MEPs call for mandatory renewable energy targets
EU urged to introduce goals for countries after 2020, in conflict with commission view
The European Parliament, meeting this week in Strasbourg, has called on the European Union to introduce mandatory targets on renewable energy for individual countries after 2020. Photograph: Jean-Marc Loos/Reuters.
The European Parliament has called on the European Union to introduce mandatory targets on renewable energy for individual countries after 2020, putting it in direct conflict with a European Commission proposal unveiled two weeks ago.
MEPs in Strasbourg voted by 341 votes to 263 in favour of the proposal today in Strasbourg, while 26 abstained.
While the vote is not binding, it indicates the level of opposition to the European Commission’s plan to remove mandatory renewable energy targets for each member state.
Last month the European Commission - the only EU institution that can initiate legislation - unveiled its climate change proposal for 2030 that will replace the current EU framework on climate change which runs until 2020.
While the proposal suggests a 40 per cent reduction in carbon emissions by 2030 and a target for 27 per cent of all EU energy to come from renewables, it does not contain specific targets for member states on renewable energy.
The current legislation that governs EU energy policy until 2020 requires 20 per cent of all energy to be derived from renewable by the end of the decade, with each country obliged to adhere to strict, binding targets.
In a resolution backed by MEPs today, the European Parliament called on the European Commission and member states to set a binding target of at least 30 per cent for renewables, and to include specific national targets for member states, “taking into account the individual situation and potential of each member state.
It also called for the binding 40 per cent reduction in carbon emissions to be implemented by means of individual national targets.
The Government has insisted that its policy on renewable energy will not be affected by new EU legislation on energy.
Ireland must still reach specific renewable energy targets by 2020, and has already been referred to the European Court of Justice for failing to transpose all parts of the relevant directive into National law.
The Sustainable Energy Authority of Ireland has also pointed out that renewable energy will still be the main way Ireland will be able to meet the carbon emissions reduction target of 40 per cent, post 2030.
Unlike other European countries, Ireland is not in a position to meet its emissions targets through nuclear energy or shale.

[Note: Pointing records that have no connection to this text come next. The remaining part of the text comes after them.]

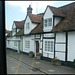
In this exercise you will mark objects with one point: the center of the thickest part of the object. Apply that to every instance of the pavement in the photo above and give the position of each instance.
(23, 64)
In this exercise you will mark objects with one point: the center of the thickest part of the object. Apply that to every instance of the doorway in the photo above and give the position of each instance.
(37, 47)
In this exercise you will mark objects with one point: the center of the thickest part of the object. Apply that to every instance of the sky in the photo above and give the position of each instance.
(17, 10)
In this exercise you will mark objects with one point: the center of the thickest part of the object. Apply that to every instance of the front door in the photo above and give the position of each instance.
(18, 47)
(37, 47)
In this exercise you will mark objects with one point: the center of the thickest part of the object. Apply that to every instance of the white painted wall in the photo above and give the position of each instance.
(71, 46)
(57, 20)
(32, 25)
(60, 46)
(48, 14)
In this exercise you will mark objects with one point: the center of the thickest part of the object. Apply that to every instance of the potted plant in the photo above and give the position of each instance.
(56, 61)
(38, 55)
(31, 54)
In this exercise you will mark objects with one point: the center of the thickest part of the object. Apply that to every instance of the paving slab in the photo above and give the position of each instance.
(44, 67)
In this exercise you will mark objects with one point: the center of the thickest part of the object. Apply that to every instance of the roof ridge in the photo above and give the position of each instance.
(67, 5)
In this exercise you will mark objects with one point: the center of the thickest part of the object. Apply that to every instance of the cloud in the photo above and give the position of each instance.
(36, 5)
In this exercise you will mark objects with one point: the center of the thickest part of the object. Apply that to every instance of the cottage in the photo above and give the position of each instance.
(51, 33)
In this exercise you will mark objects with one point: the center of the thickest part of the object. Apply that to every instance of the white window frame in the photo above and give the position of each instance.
(27, 26)
(15, 43)
(49, 46)
(27, 44)
(48, 22)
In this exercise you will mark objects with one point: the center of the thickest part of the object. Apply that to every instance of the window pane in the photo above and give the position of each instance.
(49, 22)
(45, 23)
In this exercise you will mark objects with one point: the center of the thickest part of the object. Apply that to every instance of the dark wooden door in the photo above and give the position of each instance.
(37, 47)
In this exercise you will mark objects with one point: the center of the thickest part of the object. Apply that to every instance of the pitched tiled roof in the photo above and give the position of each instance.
(68, 23)
(19, 24)
(38, 29)
(21, 32)
(35, 18)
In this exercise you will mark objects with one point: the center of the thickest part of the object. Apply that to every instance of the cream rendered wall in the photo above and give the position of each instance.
(60, 46)
(48, 14)
(71, 46)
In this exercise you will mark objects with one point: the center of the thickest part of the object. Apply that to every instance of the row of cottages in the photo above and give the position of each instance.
(51, 33)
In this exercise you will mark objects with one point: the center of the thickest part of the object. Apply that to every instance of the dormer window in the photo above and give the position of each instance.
(27, 26)
(48, 22)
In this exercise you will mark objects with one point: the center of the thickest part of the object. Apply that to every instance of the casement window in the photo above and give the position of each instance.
(49, 46)
(14, 29)
(27, 26)
(15, 43)
(48, 22)
(27, 44)
(8, 42)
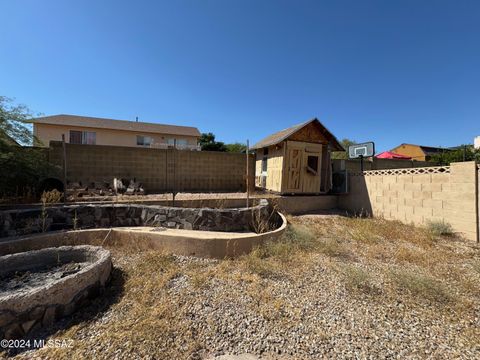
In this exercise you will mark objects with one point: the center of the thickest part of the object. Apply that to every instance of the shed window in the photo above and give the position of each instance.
(312, 164)
(264, 164)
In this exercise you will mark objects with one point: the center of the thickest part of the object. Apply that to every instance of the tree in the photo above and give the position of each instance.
(459, 154)
(22, 167)
(207, 143)
(236, 147)
(343, 154)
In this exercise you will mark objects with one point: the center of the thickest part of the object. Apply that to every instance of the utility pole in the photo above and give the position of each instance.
(247, 150)
(64, 169)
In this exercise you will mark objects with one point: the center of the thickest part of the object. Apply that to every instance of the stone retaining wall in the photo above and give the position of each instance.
(31, 308)
(27, 221)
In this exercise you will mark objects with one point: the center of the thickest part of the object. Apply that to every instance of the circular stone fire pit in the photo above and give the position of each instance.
(38, 287)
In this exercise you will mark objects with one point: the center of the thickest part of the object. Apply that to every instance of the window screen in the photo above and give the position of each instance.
(144, 140)
(75, 137)
(89, 137)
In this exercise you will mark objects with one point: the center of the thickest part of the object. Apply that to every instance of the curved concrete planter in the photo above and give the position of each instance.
(208, 244)
(27, 308)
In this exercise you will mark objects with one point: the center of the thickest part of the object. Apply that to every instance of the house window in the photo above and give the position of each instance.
(312, 164)
(83, 137)
(89, 137)
(75, 137)
(177, 142)
(144, 140)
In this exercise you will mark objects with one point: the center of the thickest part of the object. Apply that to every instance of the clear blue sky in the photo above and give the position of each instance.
(387, 71)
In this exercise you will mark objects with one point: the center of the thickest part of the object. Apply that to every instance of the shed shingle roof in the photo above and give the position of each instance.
(285, 133)
(101, 123)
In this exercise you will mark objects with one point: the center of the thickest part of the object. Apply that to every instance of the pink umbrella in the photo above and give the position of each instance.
(392, 155)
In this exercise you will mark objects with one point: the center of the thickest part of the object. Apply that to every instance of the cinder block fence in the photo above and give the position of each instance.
(159, 170)
(418, 195)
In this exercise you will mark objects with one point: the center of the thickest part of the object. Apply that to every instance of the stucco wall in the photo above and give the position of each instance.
(419, 195)
(46, 133)
(158, 169)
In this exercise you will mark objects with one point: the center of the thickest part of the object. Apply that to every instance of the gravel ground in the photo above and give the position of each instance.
(300, 307)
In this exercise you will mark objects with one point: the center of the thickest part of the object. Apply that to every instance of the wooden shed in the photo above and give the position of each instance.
(296, 160)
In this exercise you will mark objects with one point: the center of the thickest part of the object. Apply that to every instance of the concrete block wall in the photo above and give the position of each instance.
(448, 194)
(159, 170)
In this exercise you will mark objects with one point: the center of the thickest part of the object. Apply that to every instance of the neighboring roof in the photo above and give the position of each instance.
(392, 155)
(101, 123)
(427, 150)
(282, 135)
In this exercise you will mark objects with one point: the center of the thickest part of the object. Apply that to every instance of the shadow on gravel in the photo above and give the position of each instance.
(98, 306)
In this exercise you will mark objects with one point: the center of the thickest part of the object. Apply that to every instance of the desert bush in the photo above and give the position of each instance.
(51, 197)
(421, 285)
(358, 279)
(440, 228)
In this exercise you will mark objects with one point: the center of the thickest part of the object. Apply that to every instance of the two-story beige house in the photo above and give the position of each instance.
(99, 131)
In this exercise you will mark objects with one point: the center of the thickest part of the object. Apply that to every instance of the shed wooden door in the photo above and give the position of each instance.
(313, 171)
(294, 173)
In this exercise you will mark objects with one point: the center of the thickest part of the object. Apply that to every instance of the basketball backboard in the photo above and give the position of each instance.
(361, 150)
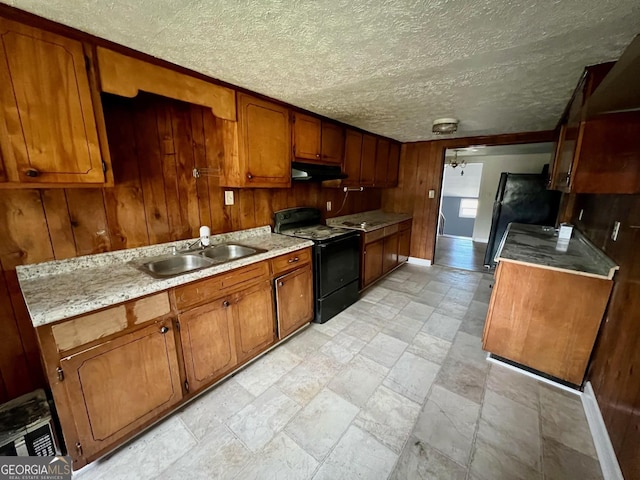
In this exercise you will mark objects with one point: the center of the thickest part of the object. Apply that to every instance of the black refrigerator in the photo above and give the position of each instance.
(521, 198)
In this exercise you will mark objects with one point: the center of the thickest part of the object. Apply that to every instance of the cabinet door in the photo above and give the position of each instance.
(253, 317)
(372, 262)
(122, 385)
(382, 163)
(332, 143)
(294, 300)
(352, 154)
(404, 245)
(265, 143)
(306, 136)
(368, 160)
(46, 108)
(390, 255)
(394, 165)
(208, 343)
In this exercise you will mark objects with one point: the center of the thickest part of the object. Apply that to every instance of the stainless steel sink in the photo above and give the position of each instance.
(228, 252)
(192, 260)
(176, 265)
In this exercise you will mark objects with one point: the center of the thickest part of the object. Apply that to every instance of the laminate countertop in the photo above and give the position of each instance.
(368, 221)
(538, 245)
(62, 289)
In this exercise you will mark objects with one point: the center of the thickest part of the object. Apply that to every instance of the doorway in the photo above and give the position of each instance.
(458, 211)
(470, 181)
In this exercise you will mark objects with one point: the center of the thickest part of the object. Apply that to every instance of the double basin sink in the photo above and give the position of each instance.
(191, 260)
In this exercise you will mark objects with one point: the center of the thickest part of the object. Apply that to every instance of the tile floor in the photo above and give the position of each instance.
(396, 387)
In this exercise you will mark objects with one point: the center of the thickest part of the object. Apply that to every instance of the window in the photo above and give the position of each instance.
(468, 207)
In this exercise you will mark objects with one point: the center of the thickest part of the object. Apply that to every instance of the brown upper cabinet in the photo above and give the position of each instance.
(306, 137)
(51, 123)
(316, 140)
(597, 155)
(368, 160)
(264, 146)
(332, 150)
(382, 163)
(393, 165)
(352, 155)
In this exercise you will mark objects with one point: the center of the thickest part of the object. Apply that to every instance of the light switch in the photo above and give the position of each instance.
(616, 229)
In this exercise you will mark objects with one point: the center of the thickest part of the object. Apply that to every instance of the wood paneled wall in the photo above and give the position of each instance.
(421, 166)
(155, 144)
(615, 368)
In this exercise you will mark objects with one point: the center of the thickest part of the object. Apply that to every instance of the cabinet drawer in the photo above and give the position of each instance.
(390, 230)
(85, 329)
(406, 225)
(204, 290)
(373, 236)
(291, 260)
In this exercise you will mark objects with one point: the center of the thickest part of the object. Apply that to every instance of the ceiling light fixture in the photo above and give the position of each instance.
(445, 126)
(453, 162)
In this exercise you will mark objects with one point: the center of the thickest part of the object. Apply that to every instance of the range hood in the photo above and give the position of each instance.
(311, 172)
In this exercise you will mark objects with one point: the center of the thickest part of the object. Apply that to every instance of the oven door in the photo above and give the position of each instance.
(337, 264)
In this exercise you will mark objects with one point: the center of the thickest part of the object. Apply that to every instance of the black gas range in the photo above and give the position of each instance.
(336, 259)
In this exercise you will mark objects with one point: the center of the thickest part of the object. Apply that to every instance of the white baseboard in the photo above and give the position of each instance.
(419, 261)
(607, 456)
(527, 373)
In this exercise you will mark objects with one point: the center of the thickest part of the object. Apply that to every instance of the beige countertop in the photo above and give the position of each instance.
(61, 289)
(368, 221)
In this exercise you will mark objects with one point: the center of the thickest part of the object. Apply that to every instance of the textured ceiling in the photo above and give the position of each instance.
(390, 67)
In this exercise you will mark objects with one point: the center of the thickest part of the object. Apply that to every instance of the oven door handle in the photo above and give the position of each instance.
(333, 244)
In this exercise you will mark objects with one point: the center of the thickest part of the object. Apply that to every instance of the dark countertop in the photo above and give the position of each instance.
(538, 245)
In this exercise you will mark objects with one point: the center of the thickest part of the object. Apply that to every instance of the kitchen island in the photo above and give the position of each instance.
(548, 301)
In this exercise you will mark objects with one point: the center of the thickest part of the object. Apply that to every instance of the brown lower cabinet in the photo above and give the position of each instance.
(383, 250)
(545, 319)
(293, 303)
(208, 343)
(116, 371)
(119, 387)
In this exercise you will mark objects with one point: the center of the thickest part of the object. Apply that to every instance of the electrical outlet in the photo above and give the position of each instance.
(616, 229)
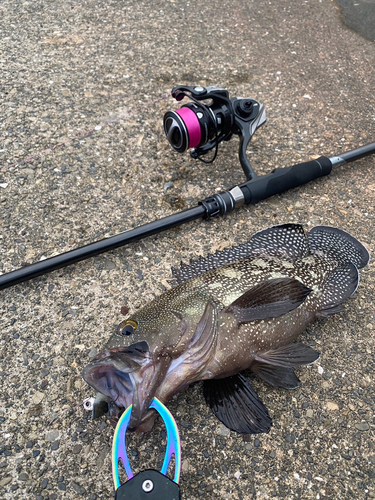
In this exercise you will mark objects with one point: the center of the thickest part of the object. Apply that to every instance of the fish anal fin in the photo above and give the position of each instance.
(236, 405)
(277, 376)
(289, 356)
(269, 299)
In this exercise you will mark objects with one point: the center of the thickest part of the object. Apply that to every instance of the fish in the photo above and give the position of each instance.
(240, 309)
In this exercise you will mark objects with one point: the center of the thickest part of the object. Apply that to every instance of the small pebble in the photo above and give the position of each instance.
(362, 426)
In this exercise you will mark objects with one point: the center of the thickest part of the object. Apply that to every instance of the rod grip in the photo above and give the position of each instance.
(282, 179)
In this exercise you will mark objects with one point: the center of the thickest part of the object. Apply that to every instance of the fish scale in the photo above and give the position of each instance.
(240, 308)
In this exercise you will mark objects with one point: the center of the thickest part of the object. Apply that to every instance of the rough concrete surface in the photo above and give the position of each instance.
(67, 69)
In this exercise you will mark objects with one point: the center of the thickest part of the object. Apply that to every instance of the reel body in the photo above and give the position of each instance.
(201, 126)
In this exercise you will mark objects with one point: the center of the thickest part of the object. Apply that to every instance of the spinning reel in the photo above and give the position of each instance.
(200, 127)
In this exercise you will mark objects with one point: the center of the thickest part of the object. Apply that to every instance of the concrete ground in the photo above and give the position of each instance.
(69, 177)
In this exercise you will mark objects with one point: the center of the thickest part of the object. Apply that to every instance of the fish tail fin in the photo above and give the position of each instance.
(338, 287)
(338, 245)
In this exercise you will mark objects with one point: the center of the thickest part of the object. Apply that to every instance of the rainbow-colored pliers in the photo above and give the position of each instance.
(149, 484)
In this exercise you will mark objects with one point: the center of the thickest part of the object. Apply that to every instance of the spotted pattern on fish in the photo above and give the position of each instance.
(240, 308)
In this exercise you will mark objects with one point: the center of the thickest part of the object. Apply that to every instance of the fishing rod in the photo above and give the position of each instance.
(201, 127)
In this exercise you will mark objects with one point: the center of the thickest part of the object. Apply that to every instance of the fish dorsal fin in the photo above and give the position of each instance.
(287, 241)
(204, 264)
(338, 245)
(269, 299)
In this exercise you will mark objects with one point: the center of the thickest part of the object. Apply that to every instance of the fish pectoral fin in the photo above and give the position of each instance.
(277, 376)
(288, 356)
(269, 299)
(236, 405)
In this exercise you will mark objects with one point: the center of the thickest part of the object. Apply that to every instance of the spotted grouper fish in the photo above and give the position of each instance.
(238, 309)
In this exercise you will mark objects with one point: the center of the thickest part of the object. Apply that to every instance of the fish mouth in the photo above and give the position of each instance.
(126, 376)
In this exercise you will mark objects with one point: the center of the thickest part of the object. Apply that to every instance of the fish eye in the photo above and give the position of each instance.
(127, 328)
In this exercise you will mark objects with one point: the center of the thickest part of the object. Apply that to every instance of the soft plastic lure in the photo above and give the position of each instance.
(119, 446)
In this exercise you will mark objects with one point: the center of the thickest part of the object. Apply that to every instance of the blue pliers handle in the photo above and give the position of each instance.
(148, 484)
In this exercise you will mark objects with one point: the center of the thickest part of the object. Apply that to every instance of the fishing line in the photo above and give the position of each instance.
(97, 128)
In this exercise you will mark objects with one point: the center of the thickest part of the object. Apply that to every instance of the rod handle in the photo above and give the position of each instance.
(282, 179)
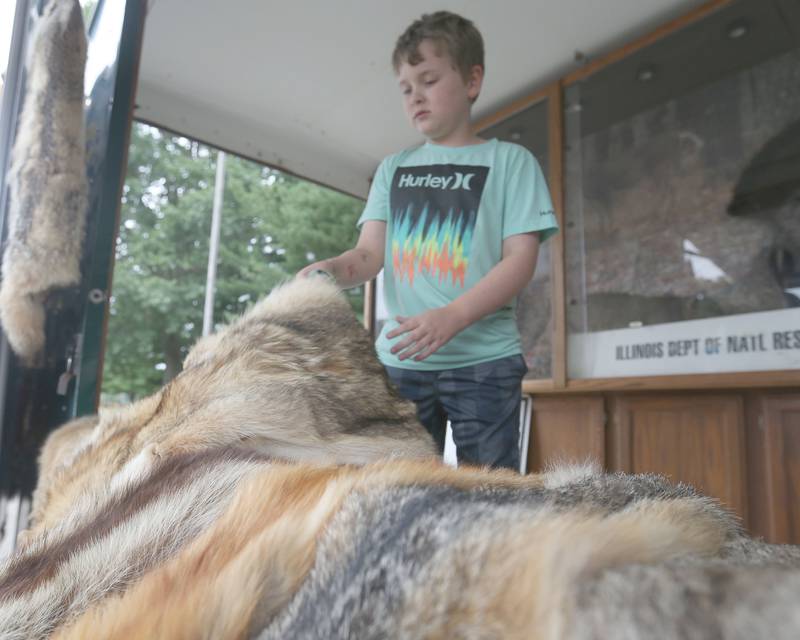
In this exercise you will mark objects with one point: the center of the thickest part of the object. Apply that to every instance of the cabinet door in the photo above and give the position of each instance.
(697, 439)
(566, 429)
(774, 441)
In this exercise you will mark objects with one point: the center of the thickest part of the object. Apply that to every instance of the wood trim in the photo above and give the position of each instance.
(555, 122)
(739, 380)
(662, 31)
(535, 387)
(730, 410)
(775, 465)
(513, 108)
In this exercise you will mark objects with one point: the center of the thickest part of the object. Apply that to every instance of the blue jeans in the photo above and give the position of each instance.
(481, 401)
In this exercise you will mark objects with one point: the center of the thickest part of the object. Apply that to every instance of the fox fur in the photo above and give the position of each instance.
(279, 488)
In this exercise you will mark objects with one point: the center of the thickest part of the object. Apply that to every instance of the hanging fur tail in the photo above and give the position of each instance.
(47, 179)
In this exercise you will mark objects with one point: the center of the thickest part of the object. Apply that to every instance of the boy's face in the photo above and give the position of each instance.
(436, 98)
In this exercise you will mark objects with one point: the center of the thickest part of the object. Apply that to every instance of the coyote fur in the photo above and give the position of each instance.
(280, 488)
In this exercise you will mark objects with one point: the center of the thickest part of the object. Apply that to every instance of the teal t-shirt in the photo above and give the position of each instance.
(447, 211)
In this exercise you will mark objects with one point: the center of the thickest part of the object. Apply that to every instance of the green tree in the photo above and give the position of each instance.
(273, 224)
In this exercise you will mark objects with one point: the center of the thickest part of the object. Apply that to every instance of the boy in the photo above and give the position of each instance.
(456, 225)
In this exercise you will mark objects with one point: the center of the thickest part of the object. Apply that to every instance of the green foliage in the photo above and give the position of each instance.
(273, 224)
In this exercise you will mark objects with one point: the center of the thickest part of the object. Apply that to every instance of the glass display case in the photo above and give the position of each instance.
(682, 181)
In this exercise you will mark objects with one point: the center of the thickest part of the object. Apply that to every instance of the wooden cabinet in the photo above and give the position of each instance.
(774, 466)
(741, 446)
(566, 429)
(698, 439)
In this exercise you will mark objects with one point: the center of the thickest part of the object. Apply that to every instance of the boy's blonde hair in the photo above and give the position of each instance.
(460, 38)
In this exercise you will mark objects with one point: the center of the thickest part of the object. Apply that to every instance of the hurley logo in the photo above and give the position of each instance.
(430, 181)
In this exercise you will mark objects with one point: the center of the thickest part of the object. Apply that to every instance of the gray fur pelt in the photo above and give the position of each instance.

However, there are concerns that any decision to remove binding national targets on renewable after 2020 could impact Britain’s willingness to import Irish wind energy as set out in a memorandum of understanding signed by the Irish and British governments last year.
The European Commission’s paper published last month is only the first stage in the legislative process. Leaders of EU member states, including Taoiseach Enda Kenny, will discuss the issue for the first time at a summit of EU leaders in Brussels in March.